So. I’ve already admitted to dealing with some depression gone wild lately (and in the past, and probably again in the future). The next question always is what the hell do I do about it!? I hate misery and its company. And when I’m depressed, I’m miserable. I feel miserable, I look miserable, I ooze miserable. And sooner or later, I get to the point that oozing all this misery really doesn’t seem like a good long term option for me. So I will have to start making plans to climb out of the cesspool of funk. But frankly, I’m not sure I’m ready. I’ve been here before.
Sometimes, believe it or not, you just have to wallow a bit. As depression worsens, it feels much like sinking into a deeper and oozier hole. Kinda like quicksand. According to Indiana Jones movies, sometimes the first thing you have to do is just stop fighting. Stop squirming. Stop thrashing around. Just stop. Now, I don’t mean give up the fight or the hope of climbing out of that hole, I just mean stop the sinking. Just slow down, steady your breathing, regain control of the panic. Come to terms with you situation. Later you will have to assess your resources (stay tuned, you know I will write about that soon) and figure out how to implement them, but for now, you just have to stop. Wallow (calmly) a bit.

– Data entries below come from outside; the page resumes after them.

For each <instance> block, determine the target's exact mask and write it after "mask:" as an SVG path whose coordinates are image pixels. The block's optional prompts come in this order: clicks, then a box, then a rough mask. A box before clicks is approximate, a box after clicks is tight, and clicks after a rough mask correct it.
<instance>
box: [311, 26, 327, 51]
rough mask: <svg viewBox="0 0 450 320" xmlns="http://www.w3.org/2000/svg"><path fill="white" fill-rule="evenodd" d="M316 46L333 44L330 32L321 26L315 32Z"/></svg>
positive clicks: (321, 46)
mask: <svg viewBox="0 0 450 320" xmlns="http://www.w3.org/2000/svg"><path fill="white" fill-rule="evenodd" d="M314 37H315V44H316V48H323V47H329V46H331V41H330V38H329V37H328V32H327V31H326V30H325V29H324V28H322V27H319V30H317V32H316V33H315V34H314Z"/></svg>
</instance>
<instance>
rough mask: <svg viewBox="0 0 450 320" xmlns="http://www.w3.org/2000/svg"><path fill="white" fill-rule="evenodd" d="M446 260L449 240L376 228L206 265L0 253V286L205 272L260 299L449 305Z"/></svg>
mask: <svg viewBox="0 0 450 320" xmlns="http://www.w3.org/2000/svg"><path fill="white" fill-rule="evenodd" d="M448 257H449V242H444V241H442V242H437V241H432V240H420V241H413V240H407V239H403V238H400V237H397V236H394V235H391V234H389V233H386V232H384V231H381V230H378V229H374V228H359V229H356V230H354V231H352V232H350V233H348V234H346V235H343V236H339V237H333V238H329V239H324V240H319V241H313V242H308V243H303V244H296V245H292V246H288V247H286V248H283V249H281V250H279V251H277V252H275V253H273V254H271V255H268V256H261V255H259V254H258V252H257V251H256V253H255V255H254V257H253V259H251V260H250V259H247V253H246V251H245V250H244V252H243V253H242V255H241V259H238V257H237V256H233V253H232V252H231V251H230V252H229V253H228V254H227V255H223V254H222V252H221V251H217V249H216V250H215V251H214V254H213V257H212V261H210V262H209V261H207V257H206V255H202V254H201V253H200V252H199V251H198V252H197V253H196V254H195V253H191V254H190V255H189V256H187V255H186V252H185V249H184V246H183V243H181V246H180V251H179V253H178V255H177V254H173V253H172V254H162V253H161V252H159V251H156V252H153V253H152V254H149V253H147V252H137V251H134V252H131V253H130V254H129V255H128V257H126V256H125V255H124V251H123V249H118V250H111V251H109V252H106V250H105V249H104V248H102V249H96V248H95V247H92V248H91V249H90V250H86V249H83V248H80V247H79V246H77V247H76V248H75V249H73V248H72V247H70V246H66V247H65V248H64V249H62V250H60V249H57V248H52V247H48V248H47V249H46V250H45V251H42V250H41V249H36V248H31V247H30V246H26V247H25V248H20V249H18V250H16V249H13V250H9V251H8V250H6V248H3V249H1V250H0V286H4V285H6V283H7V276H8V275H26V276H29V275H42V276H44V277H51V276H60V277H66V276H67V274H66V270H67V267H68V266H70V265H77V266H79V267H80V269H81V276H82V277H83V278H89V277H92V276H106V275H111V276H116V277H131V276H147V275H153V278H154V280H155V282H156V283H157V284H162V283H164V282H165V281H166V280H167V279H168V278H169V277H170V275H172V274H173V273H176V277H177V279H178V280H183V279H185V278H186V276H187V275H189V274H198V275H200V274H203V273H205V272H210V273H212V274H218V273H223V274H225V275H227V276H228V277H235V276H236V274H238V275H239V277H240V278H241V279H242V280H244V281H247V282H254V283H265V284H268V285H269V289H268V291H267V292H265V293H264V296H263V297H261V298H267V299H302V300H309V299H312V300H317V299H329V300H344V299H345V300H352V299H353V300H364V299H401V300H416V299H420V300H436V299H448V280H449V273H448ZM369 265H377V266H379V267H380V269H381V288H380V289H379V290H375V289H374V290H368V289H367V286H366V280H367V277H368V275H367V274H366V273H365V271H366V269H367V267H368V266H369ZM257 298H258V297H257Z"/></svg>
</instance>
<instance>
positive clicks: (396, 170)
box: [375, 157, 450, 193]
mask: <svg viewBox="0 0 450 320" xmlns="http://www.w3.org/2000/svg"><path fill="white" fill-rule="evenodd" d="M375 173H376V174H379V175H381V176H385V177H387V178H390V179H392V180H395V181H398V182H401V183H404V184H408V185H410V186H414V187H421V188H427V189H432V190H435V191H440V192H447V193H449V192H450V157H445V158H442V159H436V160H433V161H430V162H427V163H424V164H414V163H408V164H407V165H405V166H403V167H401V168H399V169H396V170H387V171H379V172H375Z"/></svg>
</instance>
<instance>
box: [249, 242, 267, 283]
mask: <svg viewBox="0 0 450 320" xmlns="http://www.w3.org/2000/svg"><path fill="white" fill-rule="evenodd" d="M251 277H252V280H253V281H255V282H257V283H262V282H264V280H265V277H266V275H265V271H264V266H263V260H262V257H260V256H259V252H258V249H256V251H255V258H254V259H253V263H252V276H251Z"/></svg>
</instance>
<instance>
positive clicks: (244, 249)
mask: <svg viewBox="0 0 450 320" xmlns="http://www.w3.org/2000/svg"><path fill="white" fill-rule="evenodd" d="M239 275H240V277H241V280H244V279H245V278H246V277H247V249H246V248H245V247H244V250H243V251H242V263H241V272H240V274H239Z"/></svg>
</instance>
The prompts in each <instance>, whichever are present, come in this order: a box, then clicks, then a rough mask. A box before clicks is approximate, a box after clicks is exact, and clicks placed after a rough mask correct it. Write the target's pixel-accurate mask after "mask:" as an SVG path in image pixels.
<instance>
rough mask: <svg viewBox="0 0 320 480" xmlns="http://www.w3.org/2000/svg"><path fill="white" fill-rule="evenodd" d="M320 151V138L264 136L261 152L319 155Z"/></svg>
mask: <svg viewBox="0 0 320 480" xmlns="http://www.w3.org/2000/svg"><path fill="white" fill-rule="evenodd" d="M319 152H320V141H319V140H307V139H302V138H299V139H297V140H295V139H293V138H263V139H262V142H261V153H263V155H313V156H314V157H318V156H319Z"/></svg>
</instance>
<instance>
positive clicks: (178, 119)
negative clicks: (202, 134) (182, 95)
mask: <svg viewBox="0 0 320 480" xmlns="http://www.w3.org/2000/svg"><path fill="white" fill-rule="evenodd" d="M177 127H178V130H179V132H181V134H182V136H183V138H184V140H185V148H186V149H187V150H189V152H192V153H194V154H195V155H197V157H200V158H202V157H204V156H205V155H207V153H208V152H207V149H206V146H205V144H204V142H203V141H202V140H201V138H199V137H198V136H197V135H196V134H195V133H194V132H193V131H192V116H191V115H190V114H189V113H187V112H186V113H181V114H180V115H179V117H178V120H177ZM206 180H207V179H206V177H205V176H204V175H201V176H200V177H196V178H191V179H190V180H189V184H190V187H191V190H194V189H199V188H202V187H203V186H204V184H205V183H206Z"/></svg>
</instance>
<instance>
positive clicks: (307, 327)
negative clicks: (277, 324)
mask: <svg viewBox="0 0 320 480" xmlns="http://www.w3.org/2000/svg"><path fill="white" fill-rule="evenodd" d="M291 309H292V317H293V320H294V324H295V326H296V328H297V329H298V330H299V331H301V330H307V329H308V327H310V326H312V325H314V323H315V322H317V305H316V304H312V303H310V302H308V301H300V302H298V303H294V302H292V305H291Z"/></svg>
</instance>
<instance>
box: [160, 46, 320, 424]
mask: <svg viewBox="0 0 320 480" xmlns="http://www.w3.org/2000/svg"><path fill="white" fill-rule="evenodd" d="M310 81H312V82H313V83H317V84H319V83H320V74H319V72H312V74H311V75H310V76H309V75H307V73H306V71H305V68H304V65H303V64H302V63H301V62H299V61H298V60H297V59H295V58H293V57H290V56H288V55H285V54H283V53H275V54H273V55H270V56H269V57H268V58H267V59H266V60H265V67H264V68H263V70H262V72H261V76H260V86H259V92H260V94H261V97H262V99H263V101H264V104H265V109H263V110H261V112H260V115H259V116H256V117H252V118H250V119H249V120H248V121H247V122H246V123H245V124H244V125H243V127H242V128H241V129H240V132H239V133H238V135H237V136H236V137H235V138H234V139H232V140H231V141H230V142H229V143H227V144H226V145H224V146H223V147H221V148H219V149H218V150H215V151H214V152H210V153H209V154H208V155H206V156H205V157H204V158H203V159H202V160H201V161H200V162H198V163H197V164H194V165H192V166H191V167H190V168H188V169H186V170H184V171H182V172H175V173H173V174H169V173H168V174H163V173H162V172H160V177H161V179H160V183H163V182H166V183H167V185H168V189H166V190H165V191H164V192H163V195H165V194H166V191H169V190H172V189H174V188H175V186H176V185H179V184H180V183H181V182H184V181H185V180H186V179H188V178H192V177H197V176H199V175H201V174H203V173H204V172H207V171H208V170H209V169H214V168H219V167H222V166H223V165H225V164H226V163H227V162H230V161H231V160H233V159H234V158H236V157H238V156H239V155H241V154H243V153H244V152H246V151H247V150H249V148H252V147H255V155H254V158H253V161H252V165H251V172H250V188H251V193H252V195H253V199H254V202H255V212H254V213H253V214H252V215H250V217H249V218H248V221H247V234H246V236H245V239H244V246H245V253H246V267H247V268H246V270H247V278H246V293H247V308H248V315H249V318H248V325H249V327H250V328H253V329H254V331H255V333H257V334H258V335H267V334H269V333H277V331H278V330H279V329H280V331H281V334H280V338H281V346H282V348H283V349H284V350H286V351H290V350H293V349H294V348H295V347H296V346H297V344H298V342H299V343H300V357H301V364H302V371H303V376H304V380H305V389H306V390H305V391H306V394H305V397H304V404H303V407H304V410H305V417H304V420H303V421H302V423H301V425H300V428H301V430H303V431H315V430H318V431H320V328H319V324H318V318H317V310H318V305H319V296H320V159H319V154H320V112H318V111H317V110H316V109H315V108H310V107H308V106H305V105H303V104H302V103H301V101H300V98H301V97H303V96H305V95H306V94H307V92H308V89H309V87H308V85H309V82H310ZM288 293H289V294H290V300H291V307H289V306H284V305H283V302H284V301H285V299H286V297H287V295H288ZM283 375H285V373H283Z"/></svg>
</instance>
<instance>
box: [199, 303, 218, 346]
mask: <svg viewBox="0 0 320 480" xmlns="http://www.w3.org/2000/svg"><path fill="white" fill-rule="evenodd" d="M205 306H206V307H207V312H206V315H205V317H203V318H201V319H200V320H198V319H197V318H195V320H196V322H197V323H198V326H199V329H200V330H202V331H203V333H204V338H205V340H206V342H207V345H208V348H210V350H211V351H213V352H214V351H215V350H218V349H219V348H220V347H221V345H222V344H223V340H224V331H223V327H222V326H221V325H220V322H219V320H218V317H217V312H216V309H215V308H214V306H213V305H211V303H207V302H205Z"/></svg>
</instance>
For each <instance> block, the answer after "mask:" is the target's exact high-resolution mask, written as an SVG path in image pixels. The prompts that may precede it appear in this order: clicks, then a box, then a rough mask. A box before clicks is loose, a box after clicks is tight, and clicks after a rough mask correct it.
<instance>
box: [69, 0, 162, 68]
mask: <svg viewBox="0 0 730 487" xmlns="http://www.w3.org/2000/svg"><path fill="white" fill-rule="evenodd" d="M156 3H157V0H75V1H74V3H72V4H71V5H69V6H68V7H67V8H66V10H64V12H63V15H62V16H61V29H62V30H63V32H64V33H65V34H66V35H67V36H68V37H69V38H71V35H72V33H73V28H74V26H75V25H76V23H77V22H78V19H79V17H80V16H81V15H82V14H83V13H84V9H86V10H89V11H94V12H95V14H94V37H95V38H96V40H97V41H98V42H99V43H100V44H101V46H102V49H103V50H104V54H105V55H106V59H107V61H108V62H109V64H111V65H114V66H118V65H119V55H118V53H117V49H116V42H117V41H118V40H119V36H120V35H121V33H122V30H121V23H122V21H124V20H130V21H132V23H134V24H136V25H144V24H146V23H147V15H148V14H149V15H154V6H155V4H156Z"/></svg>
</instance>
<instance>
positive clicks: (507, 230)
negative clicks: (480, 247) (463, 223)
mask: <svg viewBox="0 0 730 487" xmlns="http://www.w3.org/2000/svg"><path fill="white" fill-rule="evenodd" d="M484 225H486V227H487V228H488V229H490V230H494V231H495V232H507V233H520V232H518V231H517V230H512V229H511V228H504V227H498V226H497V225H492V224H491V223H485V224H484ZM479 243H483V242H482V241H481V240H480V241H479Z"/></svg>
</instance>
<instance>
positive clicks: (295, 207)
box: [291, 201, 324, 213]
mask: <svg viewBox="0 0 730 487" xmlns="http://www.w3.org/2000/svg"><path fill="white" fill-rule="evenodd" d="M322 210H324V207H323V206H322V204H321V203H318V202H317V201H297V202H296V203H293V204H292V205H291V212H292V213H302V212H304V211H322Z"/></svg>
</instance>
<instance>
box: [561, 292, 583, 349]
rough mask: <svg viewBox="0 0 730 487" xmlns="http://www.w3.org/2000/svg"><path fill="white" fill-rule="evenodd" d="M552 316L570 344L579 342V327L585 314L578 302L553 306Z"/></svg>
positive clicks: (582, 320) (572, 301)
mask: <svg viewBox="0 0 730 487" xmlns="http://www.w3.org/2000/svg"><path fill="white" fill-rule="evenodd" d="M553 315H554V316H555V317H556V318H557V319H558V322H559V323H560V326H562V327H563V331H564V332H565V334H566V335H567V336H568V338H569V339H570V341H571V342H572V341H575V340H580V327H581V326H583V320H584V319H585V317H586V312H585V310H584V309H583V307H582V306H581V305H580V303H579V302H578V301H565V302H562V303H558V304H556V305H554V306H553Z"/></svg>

In practice, this might mean taking a break from social events or extra responsibilities at work. It might mean getting away from others for a whole weekend and marathon watching all the Harry Potter movies while eating copious amounts of ice cream from the carton. It might mean sleeping in really late. It might just mean not answering your phone. And it very well might mean crying your eyes out in the dark while drinking whiskey. Wallow if you want to. Wallow if you need to.
But know this……You can’t stay here. You won’t. You might have to set a time limit to your wallowing. You might have to say, “Okay by Monday morning, I’m gonna come up with a plan, but this weekend, I’m gonna cry and carb load and swear a lot more than usual.” Hold still for awhile, save your strength. Because there is hard work ahead.